Ключ в странном слове «очуженное» применительно к «мышлению». Не «чужое», а некогда как бы «свое», но потом волевым образом преобразованное в чужое. Возникает вопрос — чужое по отношению к чему? К объекту мышления прежде всего. Но это низшая ступень очуж- дения мышления. Следующая (важнейшая) — мышление должно стать чужим по отношению к самому себе, то есть к мыслящему человеку. Участник класса должен «осознать свою мысль о себе как о чужом этой мысли внешнем объекте и осознать саму эту мысль как чужую всем своим прошлым и настоящим объектам, в первую очередь ему самому». Получается чужесть тройной дистилляции, чистая и почти абсолютная, как 96-градусный спирт.
Во всем этом нет ни грамма романтизма и присущего ему патентованного презрения к толпе и культа героев.

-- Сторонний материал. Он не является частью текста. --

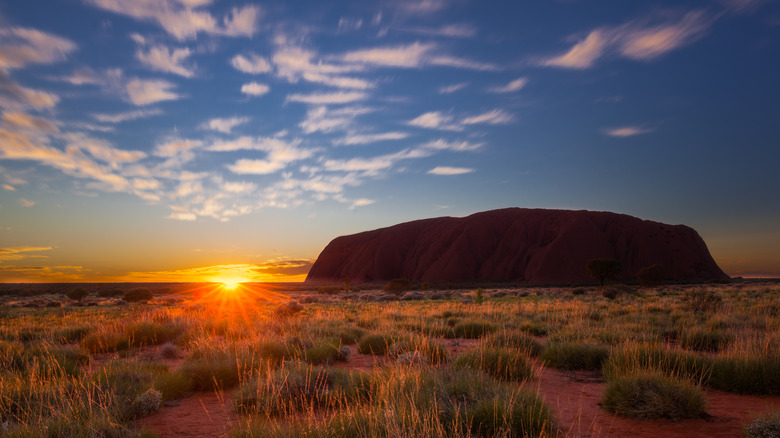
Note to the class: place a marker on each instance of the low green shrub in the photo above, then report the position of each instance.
(653, 395)
(473, 329)
(151, 333)
(574, 356)
(69, 335)
(138, 294)
(105, 342)
(501, 363)
(296, 387)
(375, 343)
(173, 385)
(631, 359)
(515, 339)
(705, 340)
(212, 371)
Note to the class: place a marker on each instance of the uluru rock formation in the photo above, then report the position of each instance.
(515, 244)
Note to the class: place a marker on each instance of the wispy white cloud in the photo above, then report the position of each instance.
(494, 117)
(251, 63)
(408, 56)
(280, 153)
(255, 89)
(177, 151)
(327, 98)
(15, 97)
(22, 46)
(20, 252)
(294, 63)
(224, 125)
(639, 40)
(147, 91)
(362, 202)
(349, 24)
(186, 19)
(626, 131)
(445, 170)
(323, 119)
(435, 120)
(26, 121)
(453, 88)
(511, 87)
(462, 30)
(162, 58)
(355, 139)
(458, 146)
(126, 116)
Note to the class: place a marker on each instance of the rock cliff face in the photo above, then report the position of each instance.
(515, 244)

Романтический герой участвует в «ситуации толпы», его самого просто не было бы, не будь ее; герой не чужд толпе, а противоположен, составляя с ней два полюса одной дуальной системы. Оттого романтический герой — пошляк, как Печорин или несчастный Ленский. «Чужой» же посторонен всей этой схеме: он одинаково безразличен как к толпе, так и к ее противоположности, чем (или кем) бы противоположность ни была. «Чужой» — тот, кто не реагирует на окружающее, а обладает волей, чтобы мыслить, он сам по себе. Собственно, это и есть философ. «Философский класс по выработке очуженного мышления», организованный Пятигорским, можно было бы переименовать в «Класс по созданию философских условий для акта мышления».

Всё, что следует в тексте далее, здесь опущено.